Data from: Experimental tests of the function and flexibility of song consistency in a wild bird
Taff, Conor C.; Freeman-Gallant, Corey R. (2017), Data from: Experimental tests of the function and flexibility of song consistency in a wild bird, Dryad, Dataset, https://doi.org/10.5061/dryad.j5b8c
Measures of bird song that capture aspects of motor performance, such as consistency, have become a major focus in understanding sexual selection on song. Despite accumulating evidence that consistency is related to reproductive success in many species, the relative importance of male–male interactions and female–male interactions is still unclear. We studied the function and flexibility of song consistency and song rate in common yellowthroat warblers (Geothlypis trichas).
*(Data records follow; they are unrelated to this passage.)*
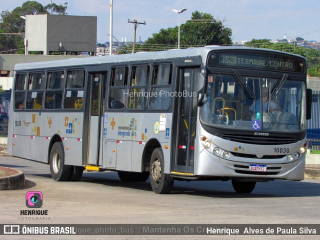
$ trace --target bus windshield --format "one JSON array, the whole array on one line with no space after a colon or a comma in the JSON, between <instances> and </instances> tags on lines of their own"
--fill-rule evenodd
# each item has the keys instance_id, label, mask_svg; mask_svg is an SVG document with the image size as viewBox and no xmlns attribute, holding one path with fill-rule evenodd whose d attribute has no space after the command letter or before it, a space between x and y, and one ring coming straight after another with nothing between
<instances>
[{"instance_id":1,"label":"bus windshield","mask_svg":"<svg viewBox=\"0 0 320 240\"><path fill-rule=\"evenodd\" d=\"M306 130L306 85L278 78L209 74L200 115L206 125L254 130Z\"/></svg>"}]
</instances>

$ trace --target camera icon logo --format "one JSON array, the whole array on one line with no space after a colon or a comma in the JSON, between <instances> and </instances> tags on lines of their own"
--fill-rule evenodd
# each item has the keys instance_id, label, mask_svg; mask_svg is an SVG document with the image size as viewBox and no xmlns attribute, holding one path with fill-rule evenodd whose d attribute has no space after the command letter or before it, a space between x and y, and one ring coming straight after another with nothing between
<instances>
[{"instance_id":1,"label":"camera icon logo","mask_svg":"<svg viewBox=\"0 0 320 240\"><path fill-rule=\"evenodd\" d=\"M26 194L26 205L30 208L39 208L42 206L42 192L39 191L30 191Z\"/></svg>"}]
</instances>

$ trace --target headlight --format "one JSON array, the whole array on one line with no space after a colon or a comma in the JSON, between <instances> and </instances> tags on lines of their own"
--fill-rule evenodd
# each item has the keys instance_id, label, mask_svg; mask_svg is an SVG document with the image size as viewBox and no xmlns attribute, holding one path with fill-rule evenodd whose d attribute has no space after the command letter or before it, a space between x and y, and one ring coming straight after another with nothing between
<instances>
[{"instance_id":1,"label":"headlight","mask_svg":"<svg viewBox=\"0 0 320 240\"><path fill-rule=\"evenodd\" d=\"M229 157L229 152L224 152L224 153L222 154L222 156L225 158L228 158Z\"/></svg>"},{"instance_id":2,"label":"headlight","mask_svg":"<svg viewBox=\"0 0 320 240\"><path fill-rule=\"evenodd\" d=\"M218 146L215 146L214 148L214 154L216 155L218 155L220 153L220 148L218 148Z\"/></svg>"},{"instance_id":3,"label":"headlight","mask_svg":"<svg viewBox=\"0 0 320 240\"><path fill-rule=\"evenodd\" d=\"M211 142L210 141L206 141L204 142L204 146L208 148L211 146Z\"/></svg>"}]
</instances>

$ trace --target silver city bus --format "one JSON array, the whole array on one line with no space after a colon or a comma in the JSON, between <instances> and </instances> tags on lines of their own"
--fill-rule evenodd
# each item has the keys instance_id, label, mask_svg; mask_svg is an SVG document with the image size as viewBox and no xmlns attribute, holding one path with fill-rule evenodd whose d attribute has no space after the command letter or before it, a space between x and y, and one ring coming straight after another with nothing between
<instances>
[{"instance_id":1,"label":"silver city bus","mask_svg":"<svg viewBox=\"0 0 320 240\"><path fill-rule=\"evenodd\" d=\"M219 46L17 64L8 152L56 181L116 171L156 194L175 179L238 192L302 180L306 71L300 56Z\"/></svg>"}]
</instances>

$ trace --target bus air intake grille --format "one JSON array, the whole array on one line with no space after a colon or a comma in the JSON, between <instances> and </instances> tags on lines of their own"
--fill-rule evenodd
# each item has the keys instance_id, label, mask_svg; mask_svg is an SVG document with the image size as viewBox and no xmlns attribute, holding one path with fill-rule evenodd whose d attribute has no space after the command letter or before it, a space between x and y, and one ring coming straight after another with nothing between
<instances>
[{"instance_id":1,"label":"bus air intake grille","mask_svg":"<svg viewBox=\"0 0 320 240\"><path fill-rule=\"evenodd\" d=\"M252 136L252 135L232 135L224 134L221 138L232 142L259 145L280 145L296 142L294 138Z\"/></svg>"},{"instance_id":2,"label":"bus air intake grille","mask_svg":"<svg viewBox=\"0 0 320 240\"><path fill-rule=\"evenodd\" d=\"M231 153L236 156L240 158L257 158L257 159L278 159L282 158L286 156L286 155L264 155L262 158L258 158L254 154L242 154L241 152L232 152Z\"/></svg>"}]
</instances>

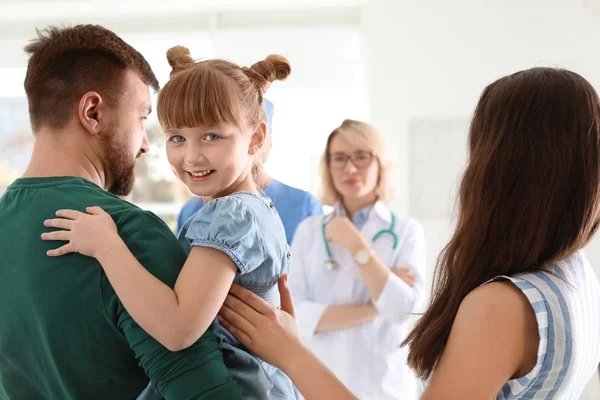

A previous study of this population found that song consistency—measured as the amount of variability within a bout of songs—was positively correlated with the likelihood of siring extrapair young. In this study, we conducted two experiments aimed at testing (1) the role of song consistency and rate in mediating male–male and male–female interactions and (2) whether song effort is flexibly adjusted to changes in social context. In the first experiment, we simulated a male territorial intrusion with song playbacks that varied in consistency and rate; focal males responded aggressively to playbacks, but their response did not differ with playback consistency or rate. In the second experiment, we presented focal males with a taxidermic female mount and female vocalizations; focal males approached the speaker, but continued to sing and did not perform the aggressive rattle vocalization observed during male encounters. Immediately after the simulated female encounter, focal males increased in song consistency. Taken together, our results are most consistent with the hypothesis that song consistency in common yellowthroats is primarily a female-directed signal that is actively adjusted in response to rapidly changing social conditions.